Talking Points #9 Citizenship in school- Christopher Kliewer

1)"Education is considered a dual process of group and individual transformation through which children 1) establish together a unique  community in thoughtfully planned activities, projects, experiences problems 2) support one another's membership in that community."
  This quotes makes me think of the movie that we are watching in class which is Freedom Writers. The children all become close to one another, and start getting involved in the community. They planned activities and got the lady who hid Anne Frank to go their school. Everyone in that class had problems, whether it had to do in being in gangs and fighting. The teacher made them get that idea out of the students head, and introduced them to the Holocaust, to see what other people went through. The guest speakers really touched the students, and changed them into more respectable people.

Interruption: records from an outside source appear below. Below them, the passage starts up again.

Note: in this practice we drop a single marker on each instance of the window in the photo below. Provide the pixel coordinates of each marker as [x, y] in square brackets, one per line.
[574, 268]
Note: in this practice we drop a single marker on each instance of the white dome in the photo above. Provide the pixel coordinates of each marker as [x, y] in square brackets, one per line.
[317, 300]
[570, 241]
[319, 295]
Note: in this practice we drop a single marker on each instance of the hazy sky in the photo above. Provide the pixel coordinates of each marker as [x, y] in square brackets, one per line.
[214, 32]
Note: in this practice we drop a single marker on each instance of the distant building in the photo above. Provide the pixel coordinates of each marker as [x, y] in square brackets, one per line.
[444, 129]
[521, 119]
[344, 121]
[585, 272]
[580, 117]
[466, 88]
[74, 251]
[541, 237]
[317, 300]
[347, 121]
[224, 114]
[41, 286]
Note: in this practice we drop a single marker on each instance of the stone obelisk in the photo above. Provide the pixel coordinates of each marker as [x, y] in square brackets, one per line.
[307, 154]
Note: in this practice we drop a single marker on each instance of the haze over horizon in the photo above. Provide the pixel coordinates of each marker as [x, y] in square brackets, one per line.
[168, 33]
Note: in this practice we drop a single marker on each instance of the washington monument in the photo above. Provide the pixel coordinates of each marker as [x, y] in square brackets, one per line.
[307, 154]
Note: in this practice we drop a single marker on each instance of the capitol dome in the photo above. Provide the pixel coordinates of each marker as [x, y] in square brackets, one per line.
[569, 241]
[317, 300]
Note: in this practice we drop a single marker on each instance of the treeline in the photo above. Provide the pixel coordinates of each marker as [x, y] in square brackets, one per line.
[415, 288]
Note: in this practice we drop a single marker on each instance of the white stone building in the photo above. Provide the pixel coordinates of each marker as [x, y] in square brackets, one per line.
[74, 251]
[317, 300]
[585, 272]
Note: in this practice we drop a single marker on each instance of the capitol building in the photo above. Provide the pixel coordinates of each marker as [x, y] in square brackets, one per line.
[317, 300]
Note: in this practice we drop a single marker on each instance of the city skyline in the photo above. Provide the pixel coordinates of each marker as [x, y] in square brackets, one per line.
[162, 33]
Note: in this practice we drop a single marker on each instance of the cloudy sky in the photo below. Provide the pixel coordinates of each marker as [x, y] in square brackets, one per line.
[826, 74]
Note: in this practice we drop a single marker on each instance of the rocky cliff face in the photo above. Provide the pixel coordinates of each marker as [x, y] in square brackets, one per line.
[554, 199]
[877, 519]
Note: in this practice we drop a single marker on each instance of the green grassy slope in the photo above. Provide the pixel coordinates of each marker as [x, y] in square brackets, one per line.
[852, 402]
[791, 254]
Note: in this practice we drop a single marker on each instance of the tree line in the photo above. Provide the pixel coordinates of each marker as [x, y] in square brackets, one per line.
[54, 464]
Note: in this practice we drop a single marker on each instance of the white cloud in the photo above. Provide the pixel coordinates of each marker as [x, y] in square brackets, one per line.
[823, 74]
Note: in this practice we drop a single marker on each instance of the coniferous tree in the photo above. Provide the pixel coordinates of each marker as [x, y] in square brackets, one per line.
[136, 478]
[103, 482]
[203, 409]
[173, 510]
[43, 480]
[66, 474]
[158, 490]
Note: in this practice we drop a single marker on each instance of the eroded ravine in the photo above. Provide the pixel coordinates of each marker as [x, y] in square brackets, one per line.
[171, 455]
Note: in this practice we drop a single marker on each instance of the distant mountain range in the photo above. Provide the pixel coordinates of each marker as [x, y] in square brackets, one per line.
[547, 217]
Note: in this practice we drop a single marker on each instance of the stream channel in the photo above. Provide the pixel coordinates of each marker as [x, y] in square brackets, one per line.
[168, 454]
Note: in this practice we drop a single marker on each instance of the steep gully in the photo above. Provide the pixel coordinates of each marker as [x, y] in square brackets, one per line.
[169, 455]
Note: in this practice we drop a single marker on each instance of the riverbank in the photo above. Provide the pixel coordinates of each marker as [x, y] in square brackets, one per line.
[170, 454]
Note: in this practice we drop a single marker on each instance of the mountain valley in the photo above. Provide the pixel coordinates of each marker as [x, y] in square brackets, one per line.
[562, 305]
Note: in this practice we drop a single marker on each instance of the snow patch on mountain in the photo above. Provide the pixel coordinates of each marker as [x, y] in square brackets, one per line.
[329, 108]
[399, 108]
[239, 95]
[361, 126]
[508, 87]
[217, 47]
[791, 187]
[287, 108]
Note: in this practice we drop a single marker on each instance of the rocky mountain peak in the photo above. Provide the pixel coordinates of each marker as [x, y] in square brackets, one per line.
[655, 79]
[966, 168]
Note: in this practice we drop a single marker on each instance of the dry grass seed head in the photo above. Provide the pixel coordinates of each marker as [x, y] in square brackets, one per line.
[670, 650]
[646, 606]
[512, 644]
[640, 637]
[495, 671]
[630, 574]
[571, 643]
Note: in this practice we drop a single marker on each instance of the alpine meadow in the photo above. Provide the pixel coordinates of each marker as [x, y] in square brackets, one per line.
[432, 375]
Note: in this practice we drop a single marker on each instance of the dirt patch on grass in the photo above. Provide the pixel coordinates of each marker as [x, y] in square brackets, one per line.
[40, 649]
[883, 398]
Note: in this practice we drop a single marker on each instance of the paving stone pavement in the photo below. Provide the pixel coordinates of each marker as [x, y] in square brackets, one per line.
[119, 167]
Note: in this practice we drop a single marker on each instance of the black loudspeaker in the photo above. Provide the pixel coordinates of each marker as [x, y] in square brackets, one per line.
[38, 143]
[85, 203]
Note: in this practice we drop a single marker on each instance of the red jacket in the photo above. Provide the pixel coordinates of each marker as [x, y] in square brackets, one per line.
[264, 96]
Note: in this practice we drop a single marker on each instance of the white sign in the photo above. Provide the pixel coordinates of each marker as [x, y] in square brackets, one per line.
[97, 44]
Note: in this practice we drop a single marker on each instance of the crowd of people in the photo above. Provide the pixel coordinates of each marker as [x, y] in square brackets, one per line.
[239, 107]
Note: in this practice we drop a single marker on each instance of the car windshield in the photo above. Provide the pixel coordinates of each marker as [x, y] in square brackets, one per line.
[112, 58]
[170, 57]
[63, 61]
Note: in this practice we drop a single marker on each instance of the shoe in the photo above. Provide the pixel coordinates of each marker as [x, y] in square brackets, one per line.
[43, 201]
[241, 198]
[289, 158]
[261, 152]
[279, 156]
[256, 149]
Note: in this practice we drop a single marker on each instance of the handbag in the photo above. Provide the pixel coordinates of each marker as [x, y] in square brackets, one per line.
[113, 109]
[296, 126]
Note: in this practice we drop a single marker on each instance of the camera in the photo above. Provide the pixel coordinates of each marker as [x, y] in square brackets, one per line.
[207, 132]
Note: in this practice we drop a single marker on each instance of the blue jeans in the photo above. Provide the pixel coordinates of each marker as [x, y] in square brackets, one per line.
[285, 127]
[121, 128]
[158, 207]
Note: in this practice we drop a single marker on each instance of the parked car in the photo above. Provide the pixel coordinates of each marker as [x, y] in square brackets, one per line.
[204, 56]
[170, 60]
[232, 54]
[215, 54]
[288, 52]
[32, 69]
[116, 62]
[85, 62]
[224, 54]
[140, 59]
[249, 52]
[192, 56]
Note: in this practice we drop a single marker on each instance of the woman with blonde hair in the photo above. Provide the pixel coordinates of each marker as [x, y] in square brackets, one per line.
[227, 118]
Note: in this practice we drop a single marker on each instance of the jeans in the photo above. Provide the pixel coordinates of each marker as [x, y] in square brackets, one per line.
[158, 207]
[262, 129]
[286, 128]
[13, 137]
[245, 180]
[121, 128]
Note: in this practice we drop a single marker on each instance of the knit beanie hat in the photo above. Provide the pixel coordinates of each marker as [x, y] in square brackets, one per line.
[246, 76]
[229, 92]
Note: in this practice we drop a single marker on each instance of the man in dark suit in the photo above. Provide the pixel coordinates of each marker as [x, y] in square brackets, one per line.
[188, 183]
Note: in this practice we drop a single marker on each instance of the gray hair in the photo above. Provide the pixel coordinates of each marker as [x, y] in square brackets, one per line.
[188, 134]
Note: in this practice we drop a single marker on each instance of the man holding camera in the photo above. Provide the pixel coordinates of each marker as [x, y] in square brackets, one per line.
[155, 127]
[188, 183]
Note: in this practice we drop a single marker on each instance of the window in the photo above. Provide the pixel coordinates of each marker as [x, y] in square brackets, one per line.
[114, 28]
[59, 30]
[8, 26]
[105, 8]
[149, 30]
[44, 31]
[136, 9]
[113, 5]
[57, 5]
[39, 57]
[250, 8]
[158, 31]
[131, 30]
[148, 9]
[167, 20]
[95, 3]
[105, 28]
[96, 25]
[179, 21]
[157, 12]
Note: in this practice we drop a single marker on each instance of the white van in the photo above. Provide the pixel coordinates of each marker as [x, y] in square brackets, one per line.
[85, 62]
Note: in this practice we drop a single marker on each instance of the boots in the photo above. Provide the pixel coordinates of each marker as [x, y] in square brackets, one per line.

2) Community requires a willingness to see people as they are different perhaps in their minds and in their bodies, but not different in their splits or in their willingness and ability to contribute to the mosaic of society."
Everybody is different, and that's why the community wants to see them for who they are and not for anything else. They want people to accept them in the community for what that individual person is. They do not want to be judged, they just want to fit in. It's good for people to be different, and for people having their own type of personality. 

Sunday, November 7, 2010

Talking Points #8: Social Class and the Hidden Curriculum of Work

"Scholars in political economy and the sociology of knowledge have recently argued that public schools in complex industrial societies like our own make available different types of educational experience and curriculum knowledge to students in different social classes"
 I agree and disagree with this quote. I believe that no matter which class a student is in, they still learn the same education as from the upper class. The schooling is probably different because the higher class may have different materials and better textbooks than the lower class. The only difference is that higher class schools have more textbooks and more materials to learn, then from a lower or middle class school.


"The foregoing analysis of differences in schoolwork in contrasting social class contexts suggests the following conclusion: the "hidden curriculum" of schoolwork is tacit preparation for relating to the process of production in a particular way. Differing curricular, pedagogical, and pupil evaluation practices emphasize different cognitive and behavioral skills in each social setting and thus contribute to the development in the children of certain potential relationships to physical and symbolic capital,11 to authority, and to the process of work. School experience, in the sample of schools discussed here, differed qualitatively by social class."
 Every school has their own way of teaching a lesson. Every school is different in the way they teach, and every school has a different curriculum. The students still learn the same curriculum, in a different way or lesson plan. The way a person is brought up really makes up the way a child learns. It does not really depend on the type of class you are in. It honestly depends on the student itself.